Assuming the 90 days trading horizon Al Aqar is expected to generate 4.91 times less return on investment than Senheng New. But when comparing it to its historical volatility, Al Aqar Healthcare is 2.23 times less risky than Senheng New. It trades about 0.03 of its potential returns per unit of risk. Senheng New Retail is currently generating about 0.06 of returns per unit of risk over similar time horizon. If you would invest  26.00  in Senheng New Retail on September 26, 2024 and sell it today you would earn a total of  2.00  from holding Senheng New Retail or generate 7.69% return on investment over 90 days.
Time Period3 Months [change]
DirectionMoves Against 
StrengthInsignificant
Accuracy100.0%
ValuesDaily Returns

Al Aqar Healthcare  vs.  Senheng New Retail

 Performance 
       Timeline  
Al Aqar Healthcare 

Risk-Adjusted Performance

2 of 100

 
Weak
 
Strong
Weak
Compared to the overall equity markets, risk-adjusted returns on investments in Al Aqar Healthcare are ranked lower than 2 (%) of all global equities and portfolios over the last 90 days. Despite quite persistent basic indicators, Al Aqar is not utilizing all of its potentials.
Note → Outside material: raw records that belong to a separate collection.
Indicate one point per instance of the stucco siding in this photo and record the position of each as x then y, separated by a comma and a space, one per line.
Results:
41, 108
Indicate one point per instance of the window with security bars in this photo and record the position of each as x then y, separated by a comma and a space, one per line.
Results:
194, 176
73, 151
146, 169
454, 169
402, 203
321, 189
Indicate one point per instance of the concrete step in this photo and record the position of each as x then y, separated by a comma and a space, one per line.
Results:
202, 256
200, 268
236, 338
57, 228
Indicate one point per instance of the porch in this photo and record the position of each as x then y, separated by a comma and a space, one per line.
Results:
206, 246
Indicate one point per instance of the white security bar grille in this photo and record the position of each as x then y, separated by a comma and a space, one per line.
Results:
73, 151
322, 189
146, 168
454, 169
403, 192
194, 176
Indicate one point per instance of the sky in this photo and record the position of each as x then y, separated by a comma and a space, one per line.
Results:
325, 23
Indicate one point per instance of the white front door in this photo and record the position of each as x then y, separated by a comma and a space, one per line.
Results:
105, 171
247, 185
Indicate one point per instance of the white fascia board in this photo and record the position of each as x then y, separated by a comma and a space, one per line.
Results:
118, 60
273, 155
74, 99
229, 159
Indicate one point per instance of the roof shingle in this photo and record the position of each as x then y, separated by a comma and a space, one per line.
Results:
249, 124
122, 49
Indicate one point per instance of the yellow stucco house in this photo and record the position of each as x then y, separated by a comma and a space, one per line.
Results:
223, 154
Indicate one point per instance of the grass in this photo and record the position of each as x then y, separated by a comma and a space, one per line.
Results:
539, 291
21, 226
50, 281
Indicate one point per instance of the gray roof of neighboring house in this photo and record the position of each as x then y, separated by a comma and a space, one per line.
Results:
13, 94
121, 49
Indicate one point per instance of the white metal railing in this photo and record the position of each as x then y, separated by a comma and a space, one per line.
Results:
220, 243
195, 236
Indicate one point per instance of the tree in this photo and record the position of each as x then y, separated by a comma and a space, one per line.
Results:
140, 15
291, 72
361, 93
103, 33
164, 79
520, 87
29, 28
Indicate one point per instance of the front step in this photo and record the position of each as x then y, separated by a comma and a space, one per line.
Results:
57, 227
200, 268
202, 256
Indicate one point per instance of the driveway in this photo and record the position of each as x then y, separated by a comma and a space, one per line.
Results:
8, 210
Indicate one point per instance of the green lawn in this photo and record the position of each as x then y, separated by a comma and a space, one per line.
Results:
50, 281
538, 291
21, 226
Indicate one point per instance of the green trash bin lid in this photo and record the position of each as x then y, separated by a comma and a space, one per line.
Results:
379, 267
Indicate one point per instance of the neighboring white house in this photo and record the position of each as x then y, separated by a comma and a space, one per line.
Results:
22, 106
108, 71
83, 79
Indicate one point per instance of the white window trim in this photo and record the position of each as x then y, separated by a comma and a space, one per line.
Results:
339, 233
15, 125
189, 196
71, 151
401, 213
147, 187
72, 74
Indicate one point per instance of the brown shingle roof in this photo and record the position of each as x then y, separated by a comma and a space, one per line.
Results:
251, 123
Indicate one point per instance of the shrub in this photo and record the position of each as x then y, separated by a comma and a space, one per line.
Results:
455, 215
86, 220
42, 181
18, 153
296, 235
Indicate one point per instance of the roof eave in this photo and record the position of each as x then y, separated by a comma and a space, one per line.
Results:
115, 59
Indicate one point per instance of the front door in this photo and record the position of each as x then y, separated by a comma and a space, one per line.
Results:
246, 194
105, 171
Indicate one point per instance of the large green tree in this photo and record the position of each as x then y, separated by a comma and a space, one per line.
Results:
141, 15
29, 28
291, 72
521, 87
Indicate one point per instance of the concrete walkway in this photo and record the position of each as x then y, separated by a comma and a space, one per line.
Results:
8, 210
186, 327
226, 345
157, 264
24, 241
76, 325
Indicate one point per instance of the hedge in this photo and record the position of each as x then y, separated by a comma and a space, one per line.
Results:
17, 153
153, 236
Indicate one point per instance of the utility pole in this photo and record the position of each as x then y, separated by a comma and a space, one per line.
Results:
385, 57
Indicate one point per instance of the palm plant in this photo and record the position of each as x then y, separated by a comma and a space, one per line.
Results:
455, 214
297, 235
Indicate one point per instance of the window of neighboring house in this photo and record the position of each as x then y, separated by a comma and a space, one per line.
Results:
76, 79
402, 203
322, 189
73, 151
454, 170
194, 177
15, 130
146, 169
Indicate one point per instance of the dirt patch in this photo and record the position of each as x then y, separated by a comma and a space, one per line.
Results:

The latest stock price mess, may contribute to short-term losses for the institutional investors.
Senheng New Retail 

Risk-Adjusted Performance

5 of 100

 
Weak
 
Strong
Modest
Compared to the overall equity markets, risk-adjusted returns on investments in Senheng New Retail are ranked lower than 5 (%) of all global equities and portfolios over the last 90 days. Despite quite conflicting basic indicators, Senheng New may actually be approaching a critical reversion point that can send shares even higher in January 2025.

Al Aqar and Senheng New Volatility Contrast

   Predicted Return Density   
       Returns  

Pair Trading with Al Aqar and Senheng New

The main advantage of trading using opposite Al Aqar and Senheng New positions is that it hedges away some unsystematic risk. Because of two separate transactions, even if Al Aqar position performs unexpectedly, Senheng New can make up some of the losses. Pair trading also minimizes risk from directional movements in the market. For example, if an entire industry or sector drops because of unexpected headlines, the short position in Senheng New will offset losses from the drop in Senheng New's long position.
The idea behind Al Aqar Healthcare and Senheng New Retail pairs trading is to make the combined position market-neutral, meaning the overall market's direction will not affect its win or loss (or potential downside or upside). This can be achieved by designing a pairs trade with two highly correlated stocks or equities that operate in a similar space or sector, making it possible to obtain profits through simple and relatively low-risk investment.
Check out your portfolio center.
Note that this page's information should be used as a complementary analysis to find the right mix of equity instruments to add to your existing portfolios or create a brand new portfolio. You can also try the Portfolio Center module to all portfolio management and optimization tools to improve performance of your portfolios.